Fast visualization of large datasets (without saving to disk) using hvplot, kerchunk, and datashader

ahuang11 · July 20, 2023, 6:33pm

With a little preprocessing with Kerchunk, you can visualize a large dataset on-the-fly without needing to first downloading to disk by passing a fsspec URL and streaming the data.

Kerchunk is a wrapper to make a netCDF file (and other older file formats) cloud optimized; i.e. makes loading the chunks of the data that you actually want, fast.

This video demos visualizing streaming data from Kerchunk vs THREDDS.

Key points:

Kerchunk + THREDDS streaming is bounded by internet speed (bounded by conference wifi which is 0.5mbps)
After, once the entire slice of the dataset is downloaded, Kerchunk is significantly faster for loading the chunks within the frame vs THREDDS
All of this is done without saving the data to local disk (besides the reference files)

Ideas:

Combine with stac + panel to explore an entire catalog
Compare against a locally downloaded file converted to zarr + dask

Proof of Concept (messy) Code:

import os
import fsspec
import xarray as xr
import apache_beam as beam
import hvplot.xarray
import time
from pangeo_forge_recipes.patterns import ConcatDim, FilePattern, MergeDim
from pangeo_forge_recipes.transforms import (
    CombineReferences,
    OpenWithKerchunk,
    WriteCombinedReference,
)

target_root = "references"
store_name = "Pangeo_Forge"
full_path = os.path.join(target_root, store_name, "reference.json")
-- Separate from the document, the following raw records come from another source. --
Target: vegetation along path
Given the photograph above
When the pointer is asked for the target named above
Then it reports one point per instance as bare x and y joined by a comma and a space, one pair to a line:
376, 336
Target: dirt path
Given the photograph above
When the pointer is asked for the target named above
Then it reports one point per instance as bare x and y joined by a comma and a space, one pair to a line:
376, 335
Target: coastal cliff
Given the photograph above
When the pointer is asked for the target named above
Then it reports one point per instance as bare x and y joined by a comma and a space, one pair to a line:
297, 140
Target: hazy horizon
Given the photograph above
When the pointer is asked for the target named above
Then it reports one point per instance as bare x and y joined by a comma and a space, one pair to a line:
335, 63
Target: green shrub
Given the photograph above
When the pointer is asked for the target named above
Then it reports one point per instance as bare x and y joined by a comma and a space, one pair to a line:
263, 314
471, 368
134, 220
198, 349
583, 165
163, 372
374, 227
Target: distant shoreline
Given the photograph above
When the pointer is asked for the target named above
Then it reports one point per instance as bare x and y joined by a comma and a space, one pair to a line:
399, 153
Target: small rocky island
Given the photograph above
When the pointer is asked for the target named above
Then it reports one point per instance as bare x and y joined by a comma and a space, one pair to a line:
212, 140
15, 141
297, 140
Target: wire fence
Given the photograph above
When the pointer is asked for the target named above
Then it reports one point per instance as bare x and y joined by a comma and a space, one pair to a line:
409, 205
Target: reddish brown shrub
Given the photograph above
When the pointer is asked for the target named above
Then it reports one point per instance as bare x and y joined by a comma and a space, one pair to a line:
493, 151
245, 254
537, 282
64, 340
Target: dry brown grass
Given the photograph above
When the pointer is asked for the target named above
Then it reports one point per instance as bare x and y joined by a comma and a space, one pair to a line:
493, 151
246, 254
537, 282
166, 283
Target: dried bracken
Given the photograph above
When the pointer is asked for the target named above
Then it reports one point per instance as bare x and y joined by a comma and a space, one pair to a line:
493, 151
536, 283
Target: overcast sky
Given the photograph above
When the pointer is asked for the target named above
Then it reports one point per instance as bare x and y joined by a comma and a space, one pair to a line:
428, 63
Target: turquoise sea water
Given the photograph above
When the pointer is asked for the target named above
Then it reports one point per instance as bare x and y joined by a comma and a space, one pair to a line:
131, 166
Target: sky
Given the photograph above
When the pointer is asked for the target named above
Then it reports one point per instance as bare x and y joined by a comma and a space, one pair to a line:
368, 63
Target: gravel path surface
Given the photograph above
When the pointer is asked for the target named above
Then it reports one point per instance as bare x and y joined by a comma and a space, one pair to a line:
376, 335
years = list(range(1979, 1980))
time_dim = ConcatDim("time", keys=years)
def format_function(time):
    return f"http://www.northwestknowledge.net/metdata/data/bi_{time}.nc"
pattern = FilePattern(format_function, time_dim, file_type="netcdf4")
pattern = pattern.prune()

transforms = (
    # Create a beam PCollection from our input file pattern
    beam.Create(pattern.items())
    # Open with Kerchunk and create references for each file
    | OpenWithKerchunk(file_type=pattern.file_type)
    # Use Kerchunk's `MultiZarrToZarr` functionality to combine the reference files into a single
    # reference file. *Note*: Setting the correct contact_dims and identical_dims is important.
    | CombineReferences(
        concat_dims=["day"],
        identical_dims=["lat", "lon", "crs"],
    )
    # Write the combined Kerchunk reference to file.
    | WriteCombinedReference(target_root=target_root, store_name=store_name)
)

# KERCHUNK
mapper = fsspec.get_mapper(
    "reference://",
    fo=full_path,
    remote_protocol="http",
)
ds = xr.open_dataset(
    mapper, engine="zarr", decode_coords="all", backend_kwargs={"consolidated": False}
)

t = time.perf_counter()
display(ds.sel(lat=slice(48, 0)).hvplot("lon", "lat", rasterize=True))
elapsed = time.perf_counter() - t
print(f"KERCHUNK INITIAL Elapsed time: {elapsed:0.4f} seconds")

# THREDDS
def url_gen(year):
    return (
        f"http://thredds.northwestknowledge.net:8080/thredds/dodsC/MET/bi/bi_{year}.nc"
    )


urls_list = [url_gen(year) for year in years]
netcdf_ds = xr.open_mfdataset(urls_list, engine="netcdf4")
t = time.perf_counter()
display(netcdf_ds.sel(lat=slice(48, 0)).hvplot("lon", "lat", rasterize=True))
elapsed = time.perf_counter() - t
print(f"THREDDS INITIAL Elapsed time: {elapsed:0.4f} seconds")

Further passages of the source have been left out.